После того, как они получили свободу, они с большим энтузиазмом занялись обучением других.
В ожидании визы Элис провела в Варшаве больше недели.
Поезд квакеров
Бедность встретила нас везде, не только в деревне, но и на городских улицах, особенно, в почти невероятных, еврейских кварталах, где каждый видел в абсолютном реализме трагическое положение евреев, усилия людей другой расы, найти свой дом в этой стране и все же остаться отдельной, обособленной группой, не изменяя ни обычаям, ни ритуалам под давлением своих соседей.
И чем более примитивны люди, тем больше они негодуют по поводу таких различий.

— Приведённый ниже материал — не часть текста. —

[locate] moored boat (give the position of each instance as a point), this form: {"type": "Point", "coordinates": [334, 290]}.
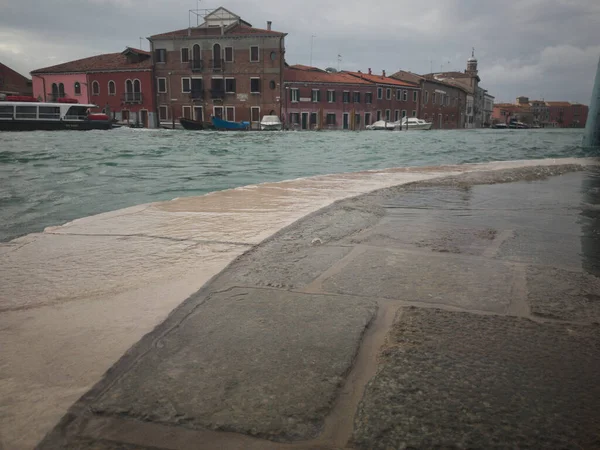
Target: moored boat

У евреев есть свои собственные праздники, у поляков они свои, и те, и другие - священные и важные; еврейские мальчики ходят в свои собственные школы, они никогда не играют с польскими мальчиками; ни один еврей не может есть в доме польских аристократов, ни один аристократ не будет есть в доме у еврея, смешанный брак внушает ужас обоим.
Глядя на евреев в Варшаве, настолько отличающихся своей одеждой и тем, как они носят свои волосы так, что их можно было отличить издалека, я думала о том, насколько невозможная складывалась ситуация.
Только разрушение барьеров между двумя группами решило бы проблему, но для этого требовалось обоюдное желание.
Возможно, такое разрушение барьеров произойдет в новой стране.
В Америке я знала польского еврея, молодого человека, избежавшего погрома, в котором его мать и сестра умерли после того, как их языки прибили к полу... Он сказал мне, что умер бы так же, если бы его заставили есть свинину, или снять головной убор перед распятием.
Но когда он приехал в Америку, то обнаружил, что все его принципы куда-то исчезли. Никто не интересовался тем, ел ли он свинину, и его это тоже не заботило. Он больше не беспокоился о кошерной пище и даже был в христианской церкви, снимал шляпу и становился на колени вместе со всеми.
Он был откровенно озадачен своим собственным безразличием к вещам, которые в Польше были вопросами жизни и смерти.